Aunque no se trate de la responsabilidad que nos ocupa, es de interés la cita de la sentencia del Tribunal Supremo -Sala Segunda- de 10 de mayo de 1980, en cuanto declara que todos los que ostenten mando, técnicos o de ejecución, y tanto se trate de mandos superiores como intermedios o subalternos, incluso de hecho, están inexcusablemente obligados a cumplir y hacer cumplir cuantas prevenciones y cautelas establece la legislación de trabajo para evitar accidentes laborales y para preservar y tutelar la vida, integridad corporal y la salud de los trabajadores. Como es lógico, esa sentencia no tenía como objetivo el análisis del recargo, sino la responsabilidad penal, pero es ilustrativa.

Para concluir con este aspecto de la cuestión cabe reiterar que, según constante jurisprudencia, no hay responsabilidad directa ni indirecta para las entidades gestoras de la Seguridad Social ni para las Mutuas de Accidentes de Trabajo; ninguna de ellas viene obligada a anticipar el importe del recargo que se imponga a las empresas.

Imposibilidad de su aseguramiento

Tanto en el ámbito de la jurisprudencia como en el de la doctrina científica se suscitó desde un principio la controversia acerca de la posibilidad, y aun de la conveniencia, de asegurar la responsabilidad resultante del recargo de las prestaciones. Desde el punto de vista de la legalidad ordinaria la cuestión queda definitivamente zanjada en la regla que incorpora el artículo 123.2 de la LGSS, al declarar que la responsabilidad del empresario infractor no podrá ser objeto de seguro alguno, siendo nulo de pleno derecho cualquier pacto o contrato que se realice para cubrirla, compensarla o transmitirla. Y es que la naturaleza sancionadora de la media justifica sobradamente esta norma, mediante un tratamiento propio de las sanciones penales.
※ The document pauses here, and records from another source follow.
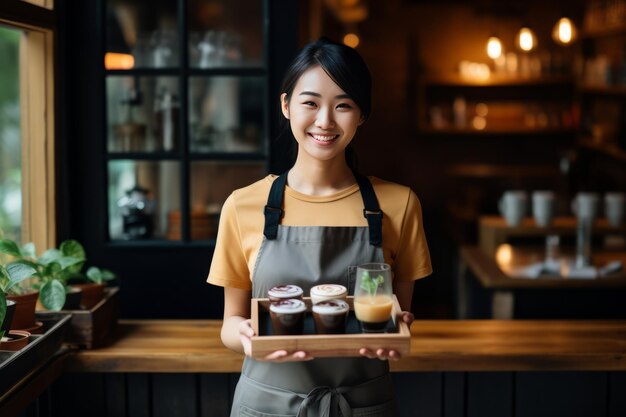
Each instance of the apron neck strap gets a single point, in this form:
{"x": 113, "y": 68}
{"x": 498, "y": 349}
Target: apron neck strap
{"x": 273, "y": 209}
{"x": 372, "y": 211}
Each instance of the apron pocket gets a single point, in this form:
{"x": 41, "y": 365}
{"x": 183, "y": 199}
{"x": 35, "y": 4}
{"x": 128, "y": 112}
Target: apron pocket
{"x": 386, "y": 409}
{"x": 248, "y": 412}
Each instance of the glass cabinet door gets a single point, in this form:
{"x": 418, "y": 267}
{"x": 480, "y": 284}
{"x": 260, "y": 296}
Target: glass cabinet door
{"x": 185, "y": 125}
{"x": 225, "y": 33}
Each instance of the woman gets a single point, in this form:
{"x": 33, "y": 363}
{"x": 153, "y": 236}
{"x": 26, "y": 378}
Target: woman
{"x": 308, "y": 227}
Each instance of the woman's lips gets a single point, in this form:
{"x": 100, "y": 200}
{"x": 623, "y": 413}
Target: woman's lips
{"x": 323, "y": 139}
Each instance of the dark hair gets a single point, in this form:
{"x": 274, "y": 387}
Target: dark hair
{"x": 344, "y": 66}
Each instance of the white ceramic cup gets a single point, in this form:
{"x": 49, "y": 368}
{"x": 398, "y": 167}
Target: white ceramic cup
{"x": 585, "y": 205}
{"x": 614, "y": 203}
{"x": 543, "y": 207}
{"x": 512, "y": 206}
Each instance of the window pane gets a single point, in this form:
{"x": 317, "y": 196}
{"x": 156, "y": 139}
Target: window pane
{"x": 226, "y": 114}
{"x": 142, "y": 114}
{"x": 225, "y": 33}
{"x": 211, "y": 184}
{"x": 145, "y": 31}
{"x": 141, "y": 195}
{"x": 10, "y": 142}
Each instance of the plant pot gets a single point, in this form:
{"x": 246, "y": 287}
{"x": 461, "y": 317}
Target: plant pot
{"x": 92, "y": 294}
{"x": 17, "y": 339}
{"x": 73, "y": 299}
{"x": 25, "y": 305}
{"x": 8, "y": 317}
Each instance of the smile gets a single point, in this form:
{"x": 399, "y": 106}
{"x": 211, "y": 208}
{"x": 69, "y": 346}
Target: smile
{"x": 323, "y": 138}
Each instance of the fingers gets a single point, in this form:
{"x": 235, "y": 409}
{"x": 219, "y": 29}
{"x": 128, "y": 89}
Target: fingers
{"x": 381, "y": 353}
{"x": 284, "y": 356}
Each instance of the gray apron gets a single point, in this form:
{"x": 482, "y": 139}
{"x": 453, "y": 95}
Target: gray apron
{"x": 308, "y": 256}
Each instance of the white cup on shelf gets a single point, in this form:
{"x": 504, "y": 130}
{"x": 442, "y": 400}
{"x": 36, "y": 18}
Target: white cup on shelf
{"x": 512, "y": 206}
{"x": 614, "y": 203}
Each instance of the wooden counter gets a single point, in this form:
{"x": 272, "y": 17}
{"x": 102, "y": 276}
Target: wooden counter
{"x": 183, "y": 346}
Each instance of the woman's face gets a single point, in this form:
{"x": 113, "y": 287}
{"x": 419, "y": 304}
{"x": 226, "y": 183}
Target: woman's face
{"x": 323, "y": 118}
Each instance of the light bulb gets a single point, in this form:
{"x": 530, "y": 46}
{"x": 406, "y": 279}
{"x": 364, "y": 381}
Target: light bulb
{"x": 564, "y": 31}
{"x": 526, "y": 39}
{"x": 352, "y": 40}
{"x": 494, "y": 47}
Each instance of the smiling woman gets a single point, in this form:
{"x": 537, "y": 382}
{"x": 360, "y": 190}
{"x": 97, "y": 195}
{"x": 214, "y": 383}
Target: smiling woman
{"x": 10, "y": 143}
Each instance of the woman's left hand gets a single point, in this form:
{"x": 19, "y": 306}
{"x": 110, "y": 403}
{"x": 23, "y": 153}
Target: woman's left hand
{"x": 388, "y": 354}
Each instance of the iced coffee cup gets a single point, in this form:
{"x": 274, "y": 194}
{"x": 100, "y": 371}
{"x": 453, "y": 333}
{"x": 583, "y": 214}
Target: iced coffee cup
{"x": 330, "y": 316}
{"x": 328, "y": 292}
{"x": 373, "y": 297}
{"x": 285, "y": 292}
{"x": 287, "y": 316}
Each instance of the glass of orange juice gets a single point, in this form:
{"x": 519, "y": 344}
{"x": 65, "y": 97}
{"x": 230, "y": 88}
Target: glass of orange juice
{"x": 373, "y": 296}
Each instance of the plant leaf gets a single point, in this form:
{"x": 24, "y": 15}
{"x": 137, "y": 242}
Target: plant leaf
{"x": 72, "y": 248}
{"x": 28, "y": 250}
{"x": 52, "y": 295}
{"x": 10, "y": 248}
{"x": 51, "y": 255}
{"x": 18, "y": 272}
{"x": 94, "y": 274}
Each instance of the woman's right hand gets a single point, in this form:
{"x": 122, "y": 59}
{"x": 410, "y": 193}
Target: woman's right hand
{"x": 245, "y": 334}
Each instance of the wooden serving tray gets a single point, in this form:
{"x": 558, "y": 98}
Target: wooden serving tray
{"x": 397, "y": 337}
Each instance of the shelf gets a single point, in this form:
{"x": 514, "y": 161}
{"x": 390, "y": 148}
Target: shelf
{"x": 605, "y": 149}
{"x": 518, "y": 131}
{"x": 229, "y": 71}
{"x": 616, "y": 91}
{"x": 604, "y": 32}
{"x": 495, "y": 80}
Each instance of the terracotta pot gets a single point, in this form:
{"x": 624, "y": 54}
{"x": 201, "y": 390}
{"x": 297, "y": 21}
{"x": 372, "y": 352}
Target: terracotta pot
{"x": 17, "y": 339}
{"x": 24, "y": 316}
{"x": 8, "y": 317}
{"x": 92, "y": 294}
{"x": 73, "y": 299}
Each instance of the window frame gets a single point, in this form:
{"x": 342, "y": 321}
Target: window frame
{"x": 38, "y": 116}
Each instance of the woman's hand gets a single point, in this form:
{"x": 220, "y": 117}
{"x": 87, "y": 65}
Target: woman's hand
{"x": 388, "y": 354}
{"x": 245, "y": 334}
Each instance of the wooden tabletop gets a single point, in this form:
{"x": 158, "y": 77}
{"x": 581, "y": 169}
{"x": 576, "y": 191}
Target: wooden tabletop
{"x": 493, "y": 273}
{"x": 438, "y": 345}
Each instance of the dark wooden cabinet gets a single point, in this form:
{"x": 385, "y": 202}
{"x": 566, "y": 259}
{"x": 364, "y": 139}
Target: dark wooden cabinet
{"x": 136, "y": 127}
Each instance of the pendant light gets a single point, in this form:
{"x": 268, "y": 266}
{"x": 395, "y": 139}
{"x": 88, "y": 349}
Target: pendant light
{"x": 564, "y": 32}
{"x": 494, "y": 47}
{"x": 526, "y": 39}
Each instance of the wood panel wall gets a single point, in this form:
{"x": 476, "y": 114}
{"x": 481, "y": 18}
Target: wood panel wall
{"x": 423, "y": 394}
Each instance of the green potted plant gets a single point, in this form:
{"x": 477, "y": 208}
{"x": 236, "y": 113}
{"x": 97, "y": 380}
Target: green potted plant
{"x": 14, "y": 272}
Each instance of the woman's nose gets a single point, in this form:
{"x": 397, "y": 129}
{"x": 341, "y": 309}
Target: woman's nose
{"x": 324, "y": 119}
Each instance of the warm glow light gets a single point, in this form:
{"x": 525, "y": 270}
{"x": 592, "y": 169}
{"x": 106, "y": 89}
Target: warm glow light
{"x": 504, "y": 254}
{"x": 526, "y": 39}
{"x": 494, "y": 47}
{"x": 564, "y": 31}
{"x": 114, "y": 60}
{"x": 352, "y": 40}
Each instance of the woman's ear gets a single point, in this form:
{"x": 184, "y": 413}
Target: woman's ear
{"x": 284, "y": 105}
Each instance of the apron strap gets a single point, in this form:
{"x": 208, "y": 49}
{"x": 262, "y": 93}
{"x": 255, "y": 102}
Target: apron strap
{"x": 273, "y": 209}
{"x": 372, "y": 211}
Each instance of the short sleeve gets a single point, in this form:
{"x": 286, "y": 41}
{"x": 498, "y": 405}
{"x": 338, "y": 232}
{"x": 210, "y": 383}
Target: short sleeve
{"x": 229, "y": 267}
{"x": 412, "y": 259}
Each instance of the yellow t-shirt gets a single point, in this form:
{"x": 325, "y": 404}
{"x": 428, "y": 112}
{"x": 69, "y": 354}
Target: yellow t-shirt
{"x": 241, "y": 227}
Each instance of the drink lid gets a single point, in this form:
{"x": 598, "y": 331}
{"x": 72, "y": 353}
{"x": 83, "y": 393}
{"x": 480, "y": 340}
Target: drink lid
{"x": 331, "y": 307}
{"x": 289, "y": 306}
{"x": 285, "y": 291}
{"x": 329, "y": 290}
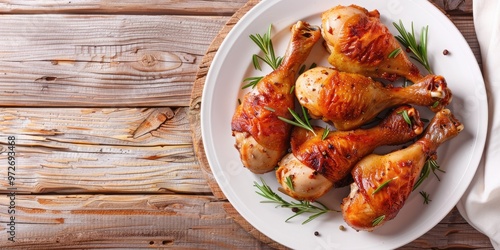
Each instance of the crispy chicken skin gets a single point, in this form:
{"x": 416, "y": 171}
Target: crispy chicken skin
{"x": 359, "y": 43}
{"x": 261, "y": 138}
{"x": 400, "y": 169}
{"x": 350, "y": 100}
{"x": 315, "y": 165}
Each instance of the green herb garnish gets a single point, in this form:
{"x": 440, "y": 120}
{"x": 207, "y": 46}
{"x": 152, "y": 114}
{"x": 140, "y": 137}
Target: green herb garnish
{"x": 394, "y": 53}
{"x": 266, "y": 45}
{"x": 408, "y": 40}
{"x": 326, "y": 132}
{"x": 430, "y": 165}
{"x": 252, "y": 81}
{"x": 299, "y": 207}
{"x": 289, "y": 182}
{"x": 406, "y": 117}
{"x": 299, "y": 122}
{"x": 269, "y": 108}
{"x": 425, "y": 196}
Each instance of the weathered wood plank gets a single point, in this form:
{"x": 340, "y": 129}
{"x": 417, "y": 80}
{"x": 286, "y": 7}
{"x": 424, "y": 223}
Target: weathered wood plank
{"x": 101, "y": 60}
{"x": 173, "y": 221}
{"x": 185, "y": 7}
{"x": 169, "y": 7}
{"x": 121, "y": 221}
{"x": 94, "y": 150}
{"x": 455, "y": 7}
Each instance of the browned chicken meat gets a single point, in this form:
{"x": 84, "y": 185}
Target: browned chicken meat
{"x": 261, "y": 138}
{"x": 350, "y": 100}
{"x": 384, "y": 182}
{"x": 315, "y": 165}
{"x": 359, "y": 43}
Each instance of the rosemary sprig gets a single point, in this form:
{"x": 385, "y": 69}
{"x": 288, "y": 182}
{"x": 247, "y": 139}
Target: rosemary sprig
{"x": 425, "y": 195}
{"x": 394, "y": 53}
{"x": 299, "y": 207}
{"x": 408, "y": 39}
{"x": 326, "y": 132}
{"x": 299, "y": 122}
{"x": 406, "y": 117}
{"x": 378, "y": 220}
{"x": 430, "y": 165}
{"x": 289, "y": 182}
{"x": 252, "y": 81}
{"x": 265, "y": 44}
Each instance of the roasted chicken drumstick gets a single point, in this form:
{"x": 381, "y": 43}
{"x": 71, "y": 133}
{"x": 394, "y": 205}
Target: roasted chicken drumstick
{"x": 261, "y": 138}
{"x": 359, "y": 43}
{"x": 382, "y": 183}
{"x": 351, "y": 100}
{"x": 315, "y": 165}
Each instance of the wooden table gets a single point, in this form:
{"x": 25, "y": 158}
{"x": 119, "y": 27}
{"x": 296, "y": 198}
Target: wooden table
{"x": 96, "y": 96}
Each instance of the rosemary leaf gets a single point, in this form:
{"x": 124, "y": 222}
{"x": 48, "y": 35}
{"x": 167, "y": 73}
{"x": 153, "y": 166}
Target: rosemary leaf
{"x": 406, "y": 117}
{"x": 429, "y": 166}
{"x": 301, "y": 207}
{"x": 409, "y": 40}
{"x": 425, "y": 195}
{"x": 394, "y": 53}
{"x": 326, "y": 132}
{"x": 252, "y": 81}
{"x": 298, "y": 121}
{"x": 289, "y": 182}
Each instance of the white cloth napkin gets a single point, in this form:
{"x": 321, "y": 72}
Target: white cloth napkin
{"x": 480, "y": 205}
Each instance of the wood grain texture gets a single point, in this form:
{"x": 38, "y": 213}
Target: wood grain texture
{"x": 93, "y": 150}
{"x": 122, "y": 221}
{"x": 101, "y": 60}
{"x": 132, "y": 7}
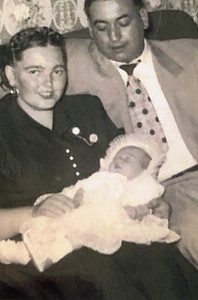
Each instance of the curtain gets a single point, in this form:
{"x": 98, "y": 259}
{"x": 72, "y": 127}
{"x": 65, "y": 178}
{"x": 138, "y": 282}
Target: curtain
{"x": 66, "y": 15}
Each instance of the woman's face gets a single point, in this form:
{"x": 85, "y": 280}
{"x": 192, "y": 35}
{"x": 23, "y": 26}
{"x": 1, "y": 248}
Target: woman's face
{"x": 40, "y": 78}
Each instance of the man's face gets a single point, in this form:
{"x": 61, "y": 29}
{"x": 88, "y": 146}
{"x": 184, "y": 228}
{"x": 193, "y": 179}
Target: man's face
{"x": 117, "y": 27}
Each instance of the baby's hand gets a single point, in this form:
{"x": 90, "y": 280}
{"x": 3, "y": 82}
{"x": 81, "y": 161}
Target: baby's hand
{"x": 138, "y": 212}
{"x": 160, "y": 208}
{"x": 57, "y": 204}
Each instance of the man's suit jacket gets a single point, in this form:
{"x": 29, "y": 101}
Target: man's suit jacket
{"x": 176, "y": 65}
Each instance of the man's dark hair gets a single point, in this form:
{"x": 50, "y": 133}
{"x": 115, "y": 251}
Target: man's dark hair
{"x": 87, "y": 4}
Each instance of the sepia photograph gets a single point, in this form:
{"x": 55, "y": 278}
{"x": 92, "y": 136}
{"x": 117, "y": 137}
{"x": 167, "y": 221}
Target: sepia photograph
{"x": 98, "y": 149}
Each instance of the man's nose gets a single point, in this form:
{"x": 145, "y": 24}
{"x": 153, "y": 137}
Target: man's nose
{"x": 48, "y": 80}
{"x": 114, "y": 33}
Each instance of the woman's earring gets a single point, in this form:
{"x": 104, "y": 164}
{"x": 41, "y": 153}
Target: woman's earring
{"x": 14, "y": 91}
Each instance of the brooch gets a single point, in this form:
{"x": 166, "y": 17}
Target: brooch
{"x": 93, "y": 138}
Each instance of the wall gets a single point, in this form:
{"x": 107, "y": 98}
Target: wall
{"x": 65, "y": 15}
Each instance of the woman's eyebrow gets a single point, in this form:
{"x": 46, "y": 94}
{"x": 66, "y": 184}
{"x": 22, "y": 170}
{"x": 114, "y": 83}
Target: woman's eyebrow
{"x": 123, "y": 16}
{"x": 99, "y": 21}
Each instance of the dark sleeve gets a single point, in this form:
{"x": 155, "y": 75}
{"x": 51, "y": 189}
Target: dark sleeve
{"x": 110, "y": 128}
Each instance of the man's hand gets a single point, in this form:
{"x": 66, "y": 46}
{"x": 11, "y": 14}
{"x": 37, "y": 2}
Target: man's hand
{"x": 57, "y": 204}
{"x": 138, "y": 212}
{"x": 160, "y": 208}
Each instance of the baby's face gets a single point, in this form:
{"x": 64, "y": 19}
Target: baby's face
{"x": 127, "y": 162}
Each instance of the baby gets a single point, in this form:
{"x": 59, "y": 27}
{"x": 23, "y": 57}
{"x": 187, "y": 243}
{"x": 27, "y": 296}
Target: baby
{"x": 114, "y": 207}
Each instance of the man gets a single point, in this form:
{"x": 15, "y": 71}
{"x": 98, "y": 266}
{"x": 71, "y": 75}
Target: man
{"x": 168, "y": 70}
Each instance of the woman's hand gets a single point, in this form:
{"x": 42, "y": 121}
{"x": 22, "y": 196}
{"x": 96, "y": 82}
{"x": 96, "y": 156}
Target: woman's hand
{"x": 160, "y": 208}
{"x": 57, "y": 204}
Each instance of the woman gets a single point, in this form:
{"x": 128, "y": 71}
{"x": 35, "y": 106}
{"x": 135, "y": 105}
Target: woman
{"x": 49, "y": 141}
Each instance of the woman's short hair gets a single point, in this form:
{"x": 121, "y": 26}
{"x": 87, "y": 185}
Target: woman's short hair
{"x": 87, "y": 4}
{"x": 23, "y": 40}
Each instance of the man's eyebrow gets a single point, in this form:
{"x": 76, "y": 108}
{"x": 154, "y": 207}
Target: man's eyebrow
{"x": 34, "y": 67}
{"x": 40, "y": 67}
{"x": 105, "y": 22}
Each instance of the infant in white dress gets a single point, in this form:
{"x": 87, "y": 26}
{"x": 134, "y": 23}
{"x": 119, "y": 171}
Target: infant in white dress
{"x": 127, "y": 179}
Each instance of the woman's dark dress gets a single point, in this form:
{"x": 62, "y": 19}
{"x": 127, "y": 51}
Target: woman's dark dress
{"x": 35, "y": 161}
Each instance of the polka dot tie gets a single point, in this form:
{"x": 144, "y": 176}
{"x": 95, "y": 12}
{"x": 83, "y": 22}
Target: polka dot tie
{"x": 143, "y": 115}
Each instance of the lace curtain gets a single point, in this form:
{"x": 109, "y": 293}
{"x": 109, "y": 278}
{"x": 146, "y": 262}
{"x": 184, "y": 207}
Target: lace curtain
{"x": 66, "y": 15}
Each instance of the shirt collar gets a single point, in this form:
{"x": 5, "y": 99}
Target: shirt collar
{"x": 142, "y": 58}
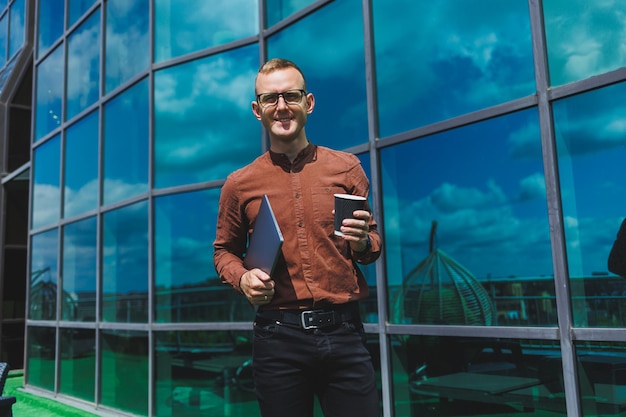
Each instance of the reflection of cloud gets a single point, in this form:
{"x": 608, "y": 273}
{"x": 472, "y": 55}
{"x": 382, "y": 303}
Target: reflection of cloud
{"x": 45, "y": 204}
{"x": 533, "y": 187}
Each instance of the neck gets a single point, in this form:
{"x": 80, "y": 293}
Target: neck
{"x": 290, "y": 149}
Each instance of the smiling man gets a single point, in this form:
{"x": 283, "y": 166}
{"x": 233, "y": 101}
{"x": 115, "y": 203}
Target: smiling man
{"x": 308, "y": 335}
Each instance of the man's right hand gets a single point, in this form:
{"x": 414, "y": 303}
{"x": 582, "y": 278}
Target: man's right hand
{"x": 257, "y": 286}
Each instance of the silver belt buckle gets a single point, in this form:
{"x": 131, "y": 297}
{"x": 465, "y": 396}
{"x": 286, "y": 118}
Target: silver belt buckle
{"x": 303, "y": 319}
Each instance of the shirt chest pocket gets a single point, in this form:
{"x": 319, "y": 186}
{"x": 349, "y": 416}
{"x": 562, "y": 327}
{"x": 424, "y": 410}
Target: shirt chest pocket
{"x": 324, "y": 204}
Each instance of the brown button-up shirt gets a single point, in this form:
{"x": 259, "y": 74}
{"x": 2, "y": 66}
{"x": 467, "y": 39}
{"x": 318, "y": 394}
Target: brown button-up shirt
{"x": 315, "y": 267}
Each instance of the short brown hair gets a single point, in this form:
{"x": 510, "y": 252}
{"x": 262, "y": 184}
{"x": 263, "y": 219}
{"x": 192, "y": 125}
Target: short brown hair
{"x": 275, "y": 64}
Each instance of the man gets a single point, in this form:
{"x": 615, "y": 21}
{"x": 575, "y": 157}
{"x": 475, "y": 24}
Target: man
{"x": 308, "y": 336}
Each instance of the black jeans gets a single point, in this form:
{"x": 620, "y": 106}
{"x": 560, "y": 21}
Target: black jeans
{"x": 292, "y": 366}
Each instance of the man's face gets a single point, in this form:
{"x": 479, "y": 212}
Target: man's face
{"x": 283, "y": 121}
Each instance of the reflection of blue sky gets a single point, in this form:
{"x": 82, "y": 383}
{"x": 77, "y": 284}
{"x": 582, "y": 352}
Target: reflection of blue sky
{"x": 484, "y": 185}
{"x": 125, "y": 250}
{"x": 44, "y": 252}
{"x": 584, "y": 38}
{"x": 591, "y": 139}
{"x": 127, "y": 40}
{"x": 81, "y": 166}
{"x": 79, "y": 257}
{"x": 46, "y": 183}
{"x": 204, "y": 126}
{"x": 457, "y": 57}
{"x": 334, "y": 66}
{"x": 192, "y": 25}
{"x": 49, "y": 93}
{"x": 83, "y": 66}
{"x": 50, "y": 23}
{"x": 184, "y": 244}
{"x": 126, "y": 145}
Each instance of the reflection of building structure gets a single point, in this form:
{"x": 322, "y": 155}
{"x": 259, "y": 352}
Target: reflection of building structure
{"x": 441, "y": 291}
{"x": 120, "y": 119}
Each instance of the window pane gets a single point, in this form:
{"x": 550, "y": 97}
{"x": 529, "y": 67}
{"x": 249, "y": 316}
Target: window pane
{"x": 80, "y": 190}
{"x": 79, "y": 271}
{"x": 51, "y": 15}
{"x": 127, "y": 41}
{"x": 466, "y": 227}
{"x": 124, "y": 375}
{"x": 78, "y": 363}
{"x": 40, "y": 357}
{"x": 50, "y": 76}
{"x": 201, "y": 371}
{"x": 447, "y": 376}
{"x": 584, "y": 38}
{"x": 125, "y": 264}
{"x": 458, "y": 57}
{"x": 42, "y": 300}
{"x": 193, "y": 25}
{"x": 199, "y": 107}
{"x": 46, "y": 204}
{"x": 78, "y": 8}
{"x": 126, "y": 147}
{"x": 16, "y": 38}
{"x": 4, "y": 35}
{"x": 83, "y": 67}
{"x": 334, "y": 66}
{"x": 369, "y": 308}
{"x": 601, "y": 377}
{"x": 591, "y": 152}
{"x": 187, "y": 286}
{"x": 277, "y": 10}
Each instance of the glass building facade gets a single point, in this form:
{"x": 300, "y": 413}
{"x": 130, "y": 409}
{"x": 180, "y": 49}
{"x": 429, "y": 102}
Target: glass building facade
{"x": 494, "y": 136}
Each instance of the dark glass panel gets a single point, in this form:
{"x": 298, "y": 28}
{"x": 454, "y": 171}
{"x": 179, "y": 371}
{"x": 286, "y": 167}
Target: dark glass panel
{"x": 126, "y": 147}
{"x": 124, "y": 374}
{"x": 50, "y": 23}
{"x": 49, "y": 94}
{"x": 83, "y": 66}
{"x": 80, "y": 191}
{"x": 451, "y": 376}
{"x": 583, "y": 38}
{"x": 42, "y": 302}
{"x": 591, "y": 149}
{"x": 127, "y": 41}
{"x": 125, "y": 264}
{"x": 186, "y": 284}
{"x": 204, "y": 126}
{"x": 78, "y": 363}
{"x": 200, "y": 373}
{"x": 602, "y": 377}
{"x": 77, "y": 8}
{"x": 40, "y": 357}
{"x": 193, "y": 25}
{"x": 17, "y": 27}
{"x": 466, "y": 228}
{"x": 46, "y": 199}
{"x": 277, "y": 10}
{"x": 334, "y": 66}
{"x": 79, "y": 271}
{"x": 457, "y": 57}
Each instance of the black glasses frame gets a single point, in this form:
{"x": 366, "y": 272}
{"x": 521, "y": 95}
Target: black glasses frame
{"x": 278, "y": 95}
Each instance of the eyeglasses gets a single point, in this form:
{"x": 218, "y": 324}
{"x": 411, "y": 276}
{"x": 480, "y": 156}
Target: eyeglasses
{"x": 290, "y": 97}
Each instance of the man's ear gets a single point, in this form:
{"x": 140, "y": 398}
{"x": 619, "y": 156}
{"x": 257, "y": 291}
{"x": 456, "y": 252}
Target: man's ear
{"x": 310, "y": 103}
{"x": 256, "y": 109}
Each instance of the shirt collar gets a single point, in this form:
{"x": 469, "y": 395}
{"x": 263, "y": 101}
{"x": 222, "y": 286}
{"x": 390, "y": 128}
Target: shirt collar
{"x": 308, "y": 154}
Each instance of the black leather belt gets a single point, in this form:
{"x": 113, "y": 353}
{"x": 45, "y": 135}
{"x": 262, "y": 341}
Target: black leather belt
{"x": 313, "y": 319}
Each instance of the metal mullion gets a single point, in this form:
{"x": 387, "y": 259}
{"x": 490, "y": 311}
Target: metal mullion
{"x": 555, "y": 211}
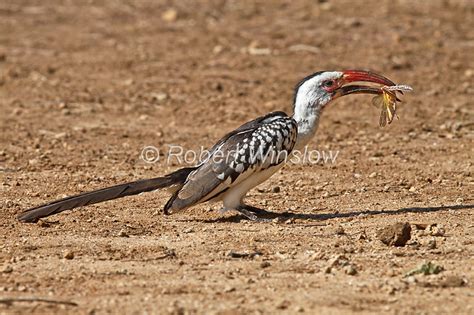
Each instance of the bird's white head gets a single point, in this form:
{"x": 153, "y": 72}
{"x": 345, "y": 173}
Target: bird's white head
{"x": 317, "y": 90}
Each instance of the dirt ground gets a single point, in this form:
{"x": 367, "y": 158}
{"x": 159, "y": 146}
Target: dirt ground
{"x": 86, "y": 85}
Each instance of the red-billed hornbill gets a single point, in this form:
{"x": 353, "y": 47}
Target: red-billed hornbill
{"x": 239, "y": 161}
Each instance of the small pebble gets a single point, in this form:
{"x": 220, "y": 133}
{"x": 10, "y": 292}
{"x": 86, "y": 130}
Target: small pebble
{"x": 7, "y": 269}
{"x": 122, "y": 233}
{"x": 350, "y": 270}
{"x": 339, "y": 230}
{"x": 265, "y": 264}
{"x": 69, "y": 255}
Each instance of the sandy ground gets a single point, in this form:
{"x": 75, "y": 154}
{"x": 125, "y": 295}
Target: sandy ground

Sin embargo, y a pesar de la claridad con que se expresa el legislador, cierto sector doctrinal, minoritario en verdad, apoya la posibilidad del aseguramiento por dos razones: en primer lugar, porque el perjudicado por el accidente de trabajo o la enfermedad profesional resultaría beneficiado, porque en todo caso tendría la certeza de que llegaría a percibir íntegramente la indemnización y, de otra parte, porque en el texto de los artículos 15.5 y 41.3 de la LPRL se quiere descubrir el respaldo a esa tesis, pero el argumento parece carecer de solidez, porque esos preceptos tratan otro asunto, en cuanto se refieren al aseguramiento, como regla general, para las distintas responsabilidades, pero la excepción que afecta específicamente al recargo se contiene en el artículo 123 de la LGSS. De todos modos, la polémica debe darse por finiquitada de lege data, y así lo atestiguan distintas resoluciones del Tribunal Supremo (sentencia de 22 de abril de 2004) afirmando que la responsabilidad del pago del recargo recae directamente sobre el empresario infractor y no podrá ser objeto de seguro alguno; la ley no distingue entre seguros, lo que implica que deben ser excluidos todos, incluso el que a través de la seguridad social se establece para la responsabilidad objetiva del empresario por los accidentes de trabajo.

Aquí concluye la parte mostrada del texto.